The two agreed that the self-immolation symbolism was a natural choice for the shoe. Badiucao — who lives in Australia, and uses the one-name alias to protect his identity — was in the U.S. for an art show. He picked up the shoes, and painted them himself. Kanter packed them when the Celtics traveled to New York for Wednesday’s season opener. He planned to wear them pregame, and then in-game if he ever got off the bench.
More than 150 Tibetan people have burned themselves alive!! — hoping that such an act would raise more awareness about Tibet.
I stand with my Tibetan brothers and sisters, and I support their calls for Freedom.#FreeTibet #FreedomShoes pic.twitter.com/MKxfs1l7GA
— Enes Kanter (@EnesKanter) October 20, 2021
A Tuesday night meeting
But Kanter also planned to continue learning. Prior to the trip, a member of his management team reached out to Tseten, a Nepal-born Tibetan who grew up in a refugee settlement. His family has lived in exile his entire life. He’s never seen Tibet, but he’s heard the stories, passed down by parents and grandparents, who fled repression when Tseten’s parents were preteens.
Tseten went off to India for college, and found the Bangalore chapter of Students for a Free Tibet, a global network of activists, some 30,000 of them advocating for Tibetan independence.
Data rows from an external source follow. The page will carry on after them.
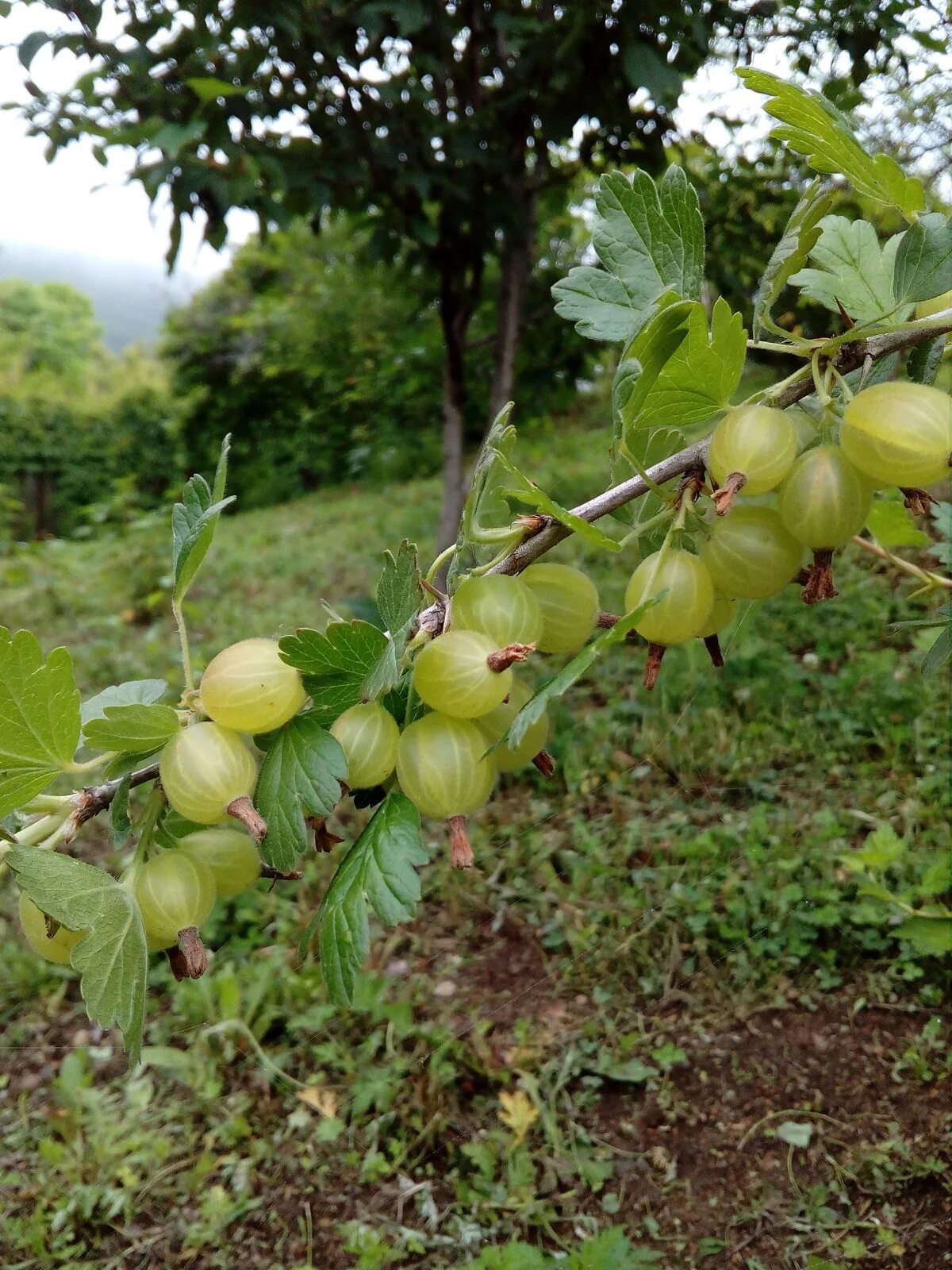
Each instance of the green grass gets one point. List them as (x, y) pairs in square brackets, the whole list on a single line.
[(609, 958)]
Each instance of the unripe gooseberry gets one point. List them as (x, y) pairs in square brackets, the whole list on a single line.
[(368, 736), (249, 689), (928, 308), (56, 948), (203, 768), (899, 433), (499, 606), (441, 766), (497, 723), (175, 891), (717, 619), (230, 856), (569, 603), (683, 611), (755, 441), (825, 499), (750, 556), (452, 675)]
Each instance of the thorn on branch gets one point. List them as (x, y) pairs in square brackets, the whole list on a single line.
[(653, 664), (190, 960), (460, 849), (819, 584), (724, 497), (505, 657), (243, 810), (545, 762), (714, 647), (918, 501)]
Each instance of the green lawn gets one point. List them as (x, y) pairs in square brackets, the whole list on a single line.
[(659, 956)]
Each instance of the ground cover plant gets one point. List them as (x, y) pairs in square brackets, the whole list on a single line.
[(427, 685)]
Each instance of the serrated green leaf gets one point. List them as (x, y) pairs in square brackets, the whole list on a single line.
[(793, 252), (560, 683), (120, 821), (40, 718), (923, 267), (336, 664), (894, 526), (697, 380), (111, 958), (194, 522), (135, 729), (300, 776), (378, 869), (850, 267), (651, 241), (132, 692), (812, 126), (931, 935), (399, 600), (880, 850)]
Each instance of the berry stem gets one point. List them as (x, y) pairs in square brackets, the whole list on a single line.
[(460, 849), (724, 497), (243, 810)]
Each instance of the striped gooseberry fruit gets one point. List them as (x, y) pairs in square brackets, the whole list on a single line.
[(175, 892), (452, 675), (230, 856), (717, 619), (56, 948), (368, 736), (683, 611), (750, 556), (497, 723), (928, 308), (248, 687), (899, 433), (825, 499), (757, 442), (501, 607), (203, 768), (441, 766), (569, 603)]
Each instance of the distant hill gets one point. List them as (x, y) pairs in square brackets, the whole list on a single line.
[(131, 298)]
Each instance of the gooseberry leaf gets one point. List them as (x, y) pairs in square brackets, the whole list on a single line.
[(194, 522), (132, 692), (697, 380), (850, 268), (40, 718), (927, 933), (923, 266), (300, 776), (399, 600), (378, 869), (133, 729), (791, 253), (560, 683), (111, 956), (812, 126), (651, 241), (336, 664)]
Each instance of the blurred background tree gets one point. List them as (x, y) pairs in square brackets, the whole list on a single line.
[(442, 124)]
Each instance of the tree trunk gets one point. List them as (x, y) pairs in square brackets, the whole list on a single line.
[(455, 321)]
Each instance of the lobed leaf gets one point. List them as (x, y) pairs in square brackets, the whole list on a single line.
[(336, 664), (791, 253), (812, 126), (111, 958), (300, 776), (40, 718), (133, 729), (378, 869)]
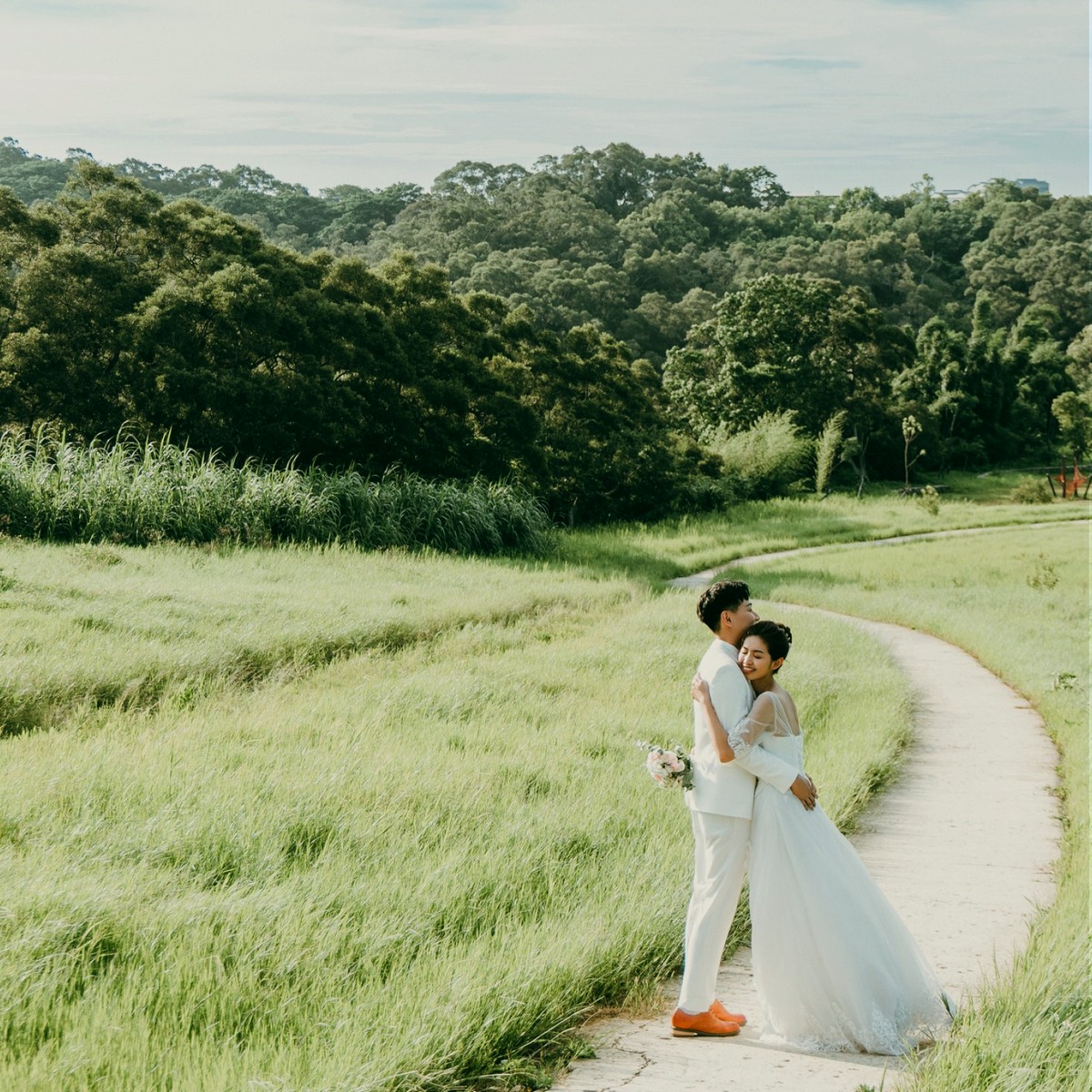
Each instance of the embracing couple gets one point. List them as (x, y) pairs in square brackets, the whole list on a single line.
[(834, 966)]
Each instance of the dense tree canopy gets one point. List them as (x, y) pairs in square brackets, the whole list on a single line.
[(578, 325)]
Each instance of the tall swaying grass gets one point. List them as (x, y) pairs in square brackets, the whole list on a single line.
[(1018, 600), (94, 625), (692, 543), (404, 873), (145, 492)]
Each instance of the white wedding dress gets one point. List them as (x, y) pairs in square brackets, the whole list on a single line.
[(834, 966)]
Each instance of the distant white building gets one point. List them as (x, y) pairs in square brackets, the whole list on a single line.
[(1024, 184)]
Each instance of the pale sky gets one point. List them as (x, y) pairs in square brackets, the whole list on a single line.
[(825, 93)]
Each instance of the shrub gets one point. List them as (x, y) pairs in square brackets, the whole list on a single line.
[(764, 461), (1031, 491)]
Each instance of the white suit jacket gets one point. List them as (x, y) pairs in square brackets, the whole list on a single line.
[(727, 789)]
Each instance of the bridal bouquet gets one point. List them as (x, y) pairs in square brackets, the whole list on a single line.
[(669, 765)]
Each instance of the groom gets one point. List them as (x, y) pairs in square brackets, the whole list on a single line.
[(720, 814)]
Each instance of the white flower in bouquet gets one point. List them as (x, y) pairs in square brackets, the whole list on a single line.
[(669, 765)]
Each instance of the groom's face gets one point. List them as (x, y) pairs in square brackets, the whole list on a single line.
[(736, 621)]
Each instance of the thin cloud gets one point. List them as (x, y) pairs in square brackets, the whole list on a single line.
[(804, 64)]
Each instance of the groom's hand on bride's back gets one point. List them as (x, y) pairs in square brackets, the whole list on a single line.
[(805, 791)]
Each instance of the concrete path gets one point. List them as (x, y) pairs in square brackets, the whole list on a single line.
[(964, 846), (700, 579)]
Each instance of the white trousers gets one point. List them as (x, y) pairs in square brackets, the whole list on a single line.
[(720, 863)]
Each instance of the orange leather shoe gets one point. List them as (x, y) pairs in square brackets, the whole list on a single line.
[(722, 1014), (685, 1026)]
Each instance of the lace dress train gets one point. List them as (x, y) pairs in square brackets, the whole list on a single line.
[(834, 966)]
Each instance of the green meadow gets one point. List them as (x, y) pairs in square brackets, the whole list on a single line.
[(319, 819), (1016, 600)]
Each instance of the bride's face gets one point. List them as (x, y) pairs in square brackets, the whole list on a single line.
[(754, 660)]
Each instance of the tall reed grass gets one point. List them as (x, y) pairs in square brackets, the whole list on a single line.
[(134, 492)]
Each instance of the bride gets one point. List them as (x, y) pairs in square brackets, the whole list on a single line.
[(834, 966)]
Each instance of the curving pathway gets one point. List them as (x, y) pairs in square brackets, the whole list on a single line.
[(962, 844)]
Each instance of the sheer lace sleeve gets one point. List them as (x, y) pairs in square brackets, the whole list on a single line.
[(747, 733)]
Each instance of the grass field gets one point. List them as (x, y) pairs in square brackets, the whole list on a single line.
[(676, 547), (315, 819), (1019, 602), (407, 849)]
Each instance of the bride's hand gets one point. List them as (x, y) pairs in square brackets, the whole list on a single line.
[(699, 689)]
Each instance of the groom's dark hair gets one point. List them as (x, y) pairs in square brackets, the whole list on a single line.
[(716, 599)]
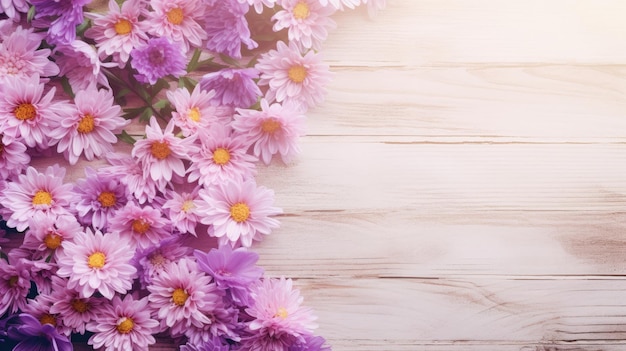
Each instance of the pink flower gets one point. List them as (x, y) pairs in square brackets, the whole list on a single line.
[(34, 193), (91, 127), (123, 325), (96, 262), (238, 211), (292, 77), (307, 22), (273, 130)]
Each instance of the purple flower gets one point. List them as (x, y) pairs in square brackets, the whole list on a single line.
[(157, 59), (233, 87), (32, 335)]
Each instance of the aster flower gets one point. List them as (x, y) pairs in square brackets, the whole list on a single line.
[(141, 226), (227, 28), (307, 22), (233, 87), (118, 31), (123, 325), (158, 58), (194, 111), (33, 193), (178, 20), (91, 126), (277, 308), (98, 198), (273, 130), (97, 262), (181, 295), (238, 211), (292, 77), (161, 153), (221, 157), (20, 55)]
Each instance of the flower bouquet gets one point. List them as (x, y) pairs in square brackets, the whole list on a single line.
[(201, 91)]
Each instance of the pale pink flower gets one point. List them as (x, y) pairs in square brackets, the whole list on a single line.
[(97, 262), (221, 157), (292, 77), (34, 193), (238, 211), (273, 130), (123, 325), (307, 22), (91, 127), (178, 20), (118, 31)]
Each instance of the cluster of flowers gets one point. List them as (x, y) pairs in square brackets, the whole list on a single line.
[(106, 259)]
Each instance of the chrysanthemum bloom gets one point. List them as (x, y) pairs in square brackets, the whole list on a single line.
[(161, 153), (181, 295), (238, 211), (13, 157), (142, 226), (20, 56), (178, 20), (227, 28), (72, 310), (26, 113), (221, 157), (292, 77), (277, 308), (48, 234), (233, 87), (123, 325), (193, 111), (157, 59), (182, 209), (14, 285), (33, 193), (31, 334), (233, 270), (273, 130), (118, 31), (307, 22), (79, 63), (91, 126), (96, 262), (98, 197), (130, 172)]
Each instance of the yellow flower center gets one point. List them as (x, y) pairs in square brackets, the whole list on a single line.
[(125, 326), (221, 156), (301, 10), (239, 212), (179, 297), (86, 124), (52, 241), (297, 74), (282, 313), (107, 199), (48, 319), (123, 26), (160, 150), (270, 125), (79, 306), (175, 16), (25, 111), (42, 197), (194, 114), (140, 226), (96, 260)]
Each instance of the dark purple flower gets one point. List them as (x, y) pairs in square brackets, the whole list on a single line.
[(31, 335), (157, 59), (233, 87)]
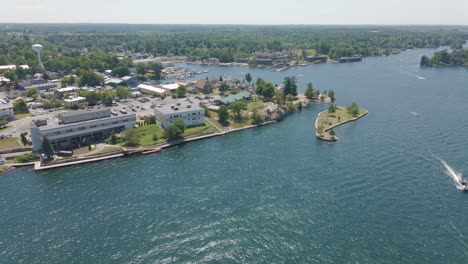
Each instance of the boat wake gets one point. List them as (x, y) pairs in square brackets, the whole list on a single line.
[(456, 176)]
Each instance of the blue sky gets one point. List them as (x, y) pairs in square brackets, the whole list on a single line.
[(435, 12)]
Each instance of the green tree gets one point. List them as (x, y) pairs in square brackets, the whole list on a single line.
[(176, 130), (290, 86), (3, 123), (157, 68), (30, 92), (74, 106), (122, 92), (223, 114), (207, 112), (309, 93), (24, 140), (320, 129), (224, 87), (131, 137), (68, 81), (141, 68), (331, 94), (181, 91), (248, 78), (353, 109), (89, 78), (107, 97), (113, 138), (47, 148), (20, 107), (120, 71), (237, 107), (425, 62)]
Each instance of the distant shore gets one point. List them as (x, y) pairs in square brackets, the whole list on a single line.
[(325, 117)]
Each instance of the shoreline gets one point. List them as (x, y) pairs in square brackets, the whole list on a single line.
[(334, 139), (136, 151)]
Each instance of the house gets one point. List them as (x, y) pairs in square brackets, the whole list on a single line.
[(60, 92), (264, 58), (203, 86), (114, 82), (5, 68), (79, 127), (148, 89), (233, 98), (6, 110), (74, 100), (39, 84), (171, 88), (317, 59), (190, 113), (129, 80)]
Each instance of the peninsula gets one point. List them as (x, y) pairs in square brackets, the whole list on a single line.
[(336, 116)]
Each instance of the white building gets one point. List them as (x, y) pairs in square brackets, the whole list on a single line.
[(170, 87), (6, 111), (166, 114), (78, 128), (5, 68), (73, 99), (148, 89)]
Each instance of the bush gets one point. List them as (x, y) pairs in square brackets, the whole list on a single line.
[(30, 157)]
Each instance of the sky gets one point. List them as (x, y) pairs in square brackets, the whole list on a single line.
[(314, 12)]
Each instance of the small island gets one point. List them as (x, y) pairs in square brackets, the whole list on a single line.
[(335, 116)]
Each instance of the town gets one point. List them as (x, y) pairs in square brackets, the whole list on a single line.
[(50, 118)]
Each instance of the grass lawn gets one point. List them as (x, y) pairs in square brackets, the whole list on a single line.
[(240, 123), (202, 129), (330, 119), (255, 105), (106, 150), (9, 144), (147, 132), (21, 116)]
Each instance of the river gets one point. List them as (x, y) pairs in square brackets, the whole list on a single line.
[(273, 194)]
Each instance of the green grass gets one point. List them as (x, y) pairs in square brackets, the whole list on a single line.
[(146, 135), (106, 150), (331, 119), (255, 105), (9, 144), (21, 116), (202, 129)]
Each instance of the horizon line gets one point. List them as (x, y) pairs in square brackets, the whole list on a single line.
[(221, 24)]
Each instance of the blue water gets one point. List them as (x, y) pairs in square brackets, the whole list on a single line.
[(273, 194)]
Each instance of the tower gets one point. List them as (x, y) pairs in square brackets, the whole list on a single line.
[(37, 48)]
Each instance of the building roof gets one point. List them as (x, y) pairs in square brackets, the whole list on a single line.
[(67, 89), (55, 122), (178, 106), (234, 97), (170, 87), (200, 84), (151, 88)]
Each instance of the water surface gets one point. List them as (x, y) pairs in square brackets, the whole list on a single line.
[(273, 194)]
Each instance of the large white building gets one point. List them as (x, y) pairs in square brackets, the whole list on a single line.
[(6, 111), (78, 128), (167, 113), (148, 89)]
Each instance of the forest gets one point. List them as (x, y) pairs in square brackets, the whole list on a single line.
[(457, 57), (64, 43)]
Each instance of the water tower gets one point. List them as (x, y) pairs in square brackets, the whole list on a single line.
[(37, 48)]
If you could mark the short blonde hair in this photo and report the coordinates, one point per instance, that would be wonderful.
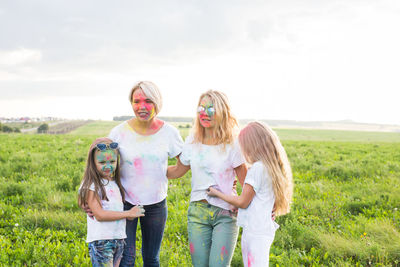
(259, 142)
(151, 91)
(225, 122)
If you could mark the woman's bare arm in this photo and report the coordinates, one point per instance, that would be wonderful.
(178, 170)
(242, 201)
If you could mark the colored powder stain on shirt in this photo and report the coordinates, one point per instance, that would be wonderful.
(138, 164)
(250, 259)
(223, 252)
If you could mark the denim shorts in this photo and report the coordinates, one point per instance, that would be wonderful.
(106, 252)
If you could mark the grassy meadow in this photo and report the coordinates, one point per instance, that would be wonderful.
(345, 209)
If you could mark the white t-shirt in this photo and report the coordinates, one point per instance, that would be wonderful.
(212, 165)
(107, 230)
(256, 218)
(144, 161)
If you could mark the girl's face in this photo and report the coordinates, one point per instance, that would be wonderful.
(206, 112)
(143, 107)
(106, 162)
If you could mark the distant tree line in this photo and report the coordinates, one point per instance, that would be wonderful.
(8, 129)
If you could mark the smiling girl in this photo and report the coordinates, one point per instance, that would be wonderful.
(102, 191)
(213, 155)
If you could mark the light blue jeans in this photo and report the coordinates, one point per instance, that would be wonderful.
(106, 252)
(212, 235)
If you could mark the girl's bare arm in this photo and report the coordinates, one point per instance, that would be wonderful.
(241, 201)
(108, 215)
(241, 172)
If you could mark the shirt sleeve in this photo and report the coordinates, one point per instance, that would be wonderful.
(91, 187)
(186, 151)
(237, 158)
(176, 143)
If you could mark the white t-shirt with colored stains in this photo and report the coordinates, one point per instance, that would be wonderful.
(212, 165)
(107, 230)
(256, 218)
(144, 161)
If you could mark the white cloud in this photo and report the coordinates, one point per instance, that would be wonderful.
(20, 56)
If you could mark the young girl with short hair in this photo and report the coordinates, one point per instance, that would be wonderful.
(102, 191)
(268, 185)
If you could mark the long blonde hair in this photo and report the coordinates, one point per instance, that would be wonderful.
(225, 122)
(93, 176)
(260, 143)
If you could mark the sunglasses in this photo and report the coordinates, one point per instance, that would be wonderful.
(209, 110)
(102, 147)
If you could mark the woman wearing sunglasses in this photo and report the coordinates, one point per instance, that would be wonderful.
(213, 154)
(145, 144)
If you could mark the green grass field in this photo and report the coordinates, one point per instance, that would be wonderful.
(345, 209)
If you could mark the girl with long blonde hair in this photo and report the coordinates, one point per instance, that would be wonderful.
(214, 157)
(268, 185)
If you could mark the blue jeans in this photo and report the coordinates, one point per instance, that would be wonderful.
(106, 252)
(212, 235)
(152, 225)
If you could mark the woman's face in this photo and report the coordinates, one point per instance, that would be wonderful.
(142, 106)
(206, 112)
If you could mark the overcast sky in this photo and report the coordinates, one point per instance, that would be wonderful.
(296, 60)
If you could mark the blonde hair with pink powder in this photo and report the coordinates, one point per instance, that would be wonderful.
(259, 142)
(225, 122)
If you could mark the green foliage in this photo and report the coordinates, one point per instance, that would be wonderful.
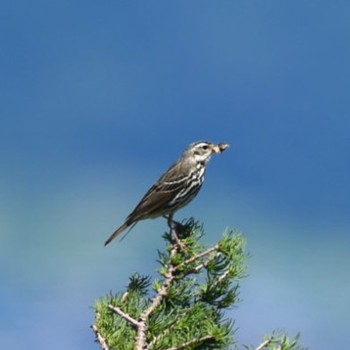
(184, 307)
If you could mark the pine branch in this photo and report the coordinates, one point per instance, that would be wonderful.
(184, 308)
(191, 343)
(124, 315)
(99, 338)
(162, 292)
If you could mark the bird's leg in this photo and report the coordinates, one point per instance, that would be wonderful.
(172, 225)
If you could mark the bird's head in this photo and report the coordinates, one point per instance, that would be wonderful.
(202, 151)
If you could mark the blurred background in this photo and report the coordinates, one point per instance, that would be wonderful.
(99, 98)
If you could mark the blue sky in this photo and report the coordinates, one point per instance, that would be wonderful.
(98, 99)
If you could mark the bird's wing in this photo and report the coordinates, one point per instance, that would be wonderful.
(160, 194)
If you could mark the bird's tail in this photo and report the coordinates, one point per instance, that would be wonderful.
(117, 232)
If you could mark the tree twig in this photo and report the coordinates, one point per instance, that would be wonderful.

Now a prominent member of the organization, “we were informed that Enes was very much interested in learning about the Tibetan community,” he says. “And he was interested in meeting Tibetans, and learning directly from the Tibetan people.”
So they welcomed him, and sat around the room off 32nd Avenue.
Kanter listened and was moved by what he heard. But he also spoke. And as the night wore on, the attendees realized how much they had in common. Tseten, for example, had learned that when Kanter tried to organize a summer basketball camp at an Islamic center on Long Island, alleged threats from the Turkish Consulate forced him to cancel the camp. “And I kind of related that to what we had faced in the Tibetan community,” Tseten says. “Whenever we try to work, whenever we try to organize something, it's always this Chinese government interference, the consulate in New York trying to block us from organizing.”
Kanter, Tseten says, spoke about “how Tibetans and Turkey and everyone suffering under dictatorial regime are brothers.” About “how we have to come together [against] such atrocities.”
Before Kanter left, his hosts gifted him a Tibetan flag, and Tseten told him: “This is not just a national flag, but also a symbol of resistance.”
Not long after he ducked out into the Queens night, midway through a monologue that has since been viewed by around a million people, Kanter spoke about that flag. He spoke about the self-immolations. He spoke about “cultural genocide.”
“After learning all of this, I cannot stay silent,” he said. “I stand with my Tibetan brothers and sisters. And I support their calls for freedom.”
He has since received death threats. But he knew he would. “Oh yes, oh yes,” he was aware there’d consequences, Badiucao says. Kanter has experienced it all before. “What he's doing now is essentially no different from his other activisms about Turkey,” Badiucao says. “It is still advocating for the people who do not have a voice.”
And those people, the Chinese dissident says, are appreciative. They “cannot speak freely,” he explains. “But in private, I have received messages from friends in China saying they're so grateful that Enes is doing this. That they feel their voice is being heard. And they feel that it's great that the Tibetan community is supported by such an important celebrity-athlete in the most important sports league on this planet.”